When we left London we were five hours ahead of New York. We gained an hour a night for five of the six nights going into different time zones and by the time we docked last Saturday morning we were on Eastern time.
We heard all the Titanic jokes that are in the book. In fact, originally we were supposed to pass within 80 miles of the Titanic’s final stop, the iceberg, but the captain told us storms in the area forced rerouting and we couldn’t get any closer than 300 miles. Not kidding but about 90 minutes after that announcement captain came back on and told us there was smoke coming from the first level of the ship but to remain calm. The first level was the crew quarters, sound familiar? Remain calm, eh? Was that the same advice given to the Titanic passengers? We fared better. Whatever the issue it was extinguished within an hour.
The biggest surprise of the journey was on Friday night when the daily program posted there would be Shabbat evening services at 5 pm. We made a decision to attend as we do regularly on Friday nights at home but had no idea how many others would be there. Over 20 people showed up to worship.

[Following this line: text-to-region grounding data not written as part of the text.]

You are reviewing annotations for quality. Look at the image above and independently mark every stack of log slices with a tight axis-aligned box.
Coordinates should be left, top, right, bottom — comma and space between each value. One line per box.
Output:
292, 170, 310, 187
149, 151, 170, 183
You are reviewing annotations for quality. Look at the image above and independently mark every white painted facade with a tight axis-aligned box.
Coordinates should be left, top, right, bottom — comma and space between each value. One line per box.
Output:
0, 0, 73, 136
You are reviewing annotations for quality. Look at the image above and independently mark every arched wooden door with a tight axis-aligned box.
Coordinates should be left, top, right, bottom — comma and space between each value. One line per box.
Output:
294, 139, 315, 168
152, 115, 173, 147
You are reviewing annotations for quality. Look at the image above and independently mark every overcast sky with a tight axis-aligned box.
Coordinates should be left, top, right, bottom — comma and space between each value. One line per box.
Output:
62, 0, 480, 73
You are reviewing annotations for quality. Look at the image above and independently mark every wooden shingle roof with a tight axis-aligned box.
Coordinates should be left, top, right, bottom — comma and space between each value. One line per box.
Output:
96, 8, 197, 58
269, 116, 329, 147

The cruise line outfitted the meeting room with kippahs, Shabbat wine, challah and for some reason gefilte fish which has absolutely no significance to Shabbat but instead Passover. It would be akin to putting out a plate of cheese for communion. The one thing that was missing was the most important of the event—a rabbi. We sat there for about five minutes, and then someone suggested there wasn’t a rabbi on board, and we needed a service leader. The question was ‘who can do it?’ All of a sudden things got eerily quiet. Andi whispered, “Why don’t you do it?” The sharp left elbow she got to the ribs put an end to that suggestion. Finally, and fortunately, a Jewish Studies professor from Vanderbilt University said he would try but couldn’t guarantee much. He was fantastic, as was his co-leader, a 13-year-old recent bat-mitzvah from Boston. The service lasted about 45 minutes and then we went to kiddish— wine, challah and even some gefilte fish.

It’s pretty awesome and inspiring after docking in New York to walk out to the balcony of your cabin and have this view.

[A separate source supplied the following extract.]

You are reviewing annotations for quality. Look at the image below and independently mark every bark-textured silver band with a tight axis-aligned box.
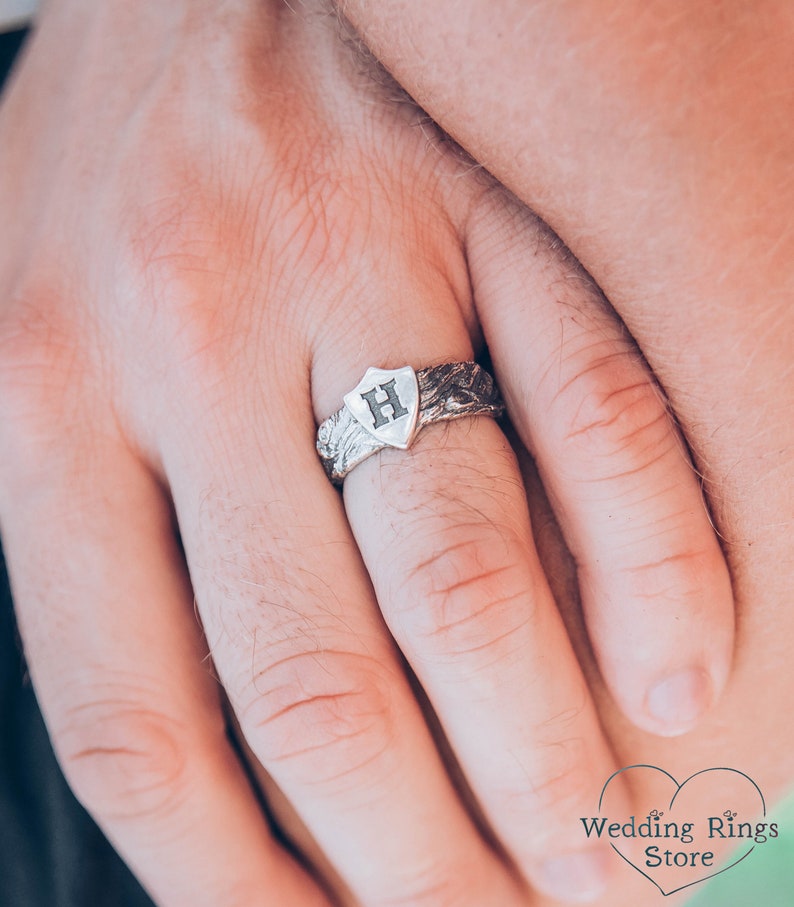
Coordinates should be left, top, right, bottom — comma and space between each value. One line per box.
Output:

Demographic of the passengers were British, American, German and Canadian. Older but not as old as I might have originally thought. We met some nice folks— a couple from Germany with an eight-year-old who were going to spend a day in New York shopping and get back on the ship for the return to London. There’s little doubt the kid will now be scarred for life from cruising. And they weren’t the only ones doing the round trip. We met a couple of educators from the U.K. who were going to New York, Washington and Boston for the first time. And the 82-year-old hotel magnate and his wife coming off a European family vacation with their 10 kids and 31 grandkids. After the family went home cruising by themselves probably had a peaceful ring to it.
You know what? The week was actually okay. I didn’t hate it. At 3:30 am on the day we were scheduled to dock at the Brooklyn Cruise Terminal the top decks were packed with Instamatics taking photos going under the Verrazano Bridge. A few minutes later a great view of the skyline of the southern end of Manhattan and then the breathtaking passing of the Statue of Liberty, which an hour later was sitting right outside our cabin balcony. It was the first time we saw lights and land in a week. I felt like Vasco da Gama.
I defied the handicappers. And the odds against. I made it for six days. I really had no other choice so cashing the over really isn’t legit. I wasn’t even fidgety. Would I do it again? Maybe, circumstances dictating. But not without my new cruise travel partner, a tin of gummies. Don’t get onboard without them. Trust me on that one.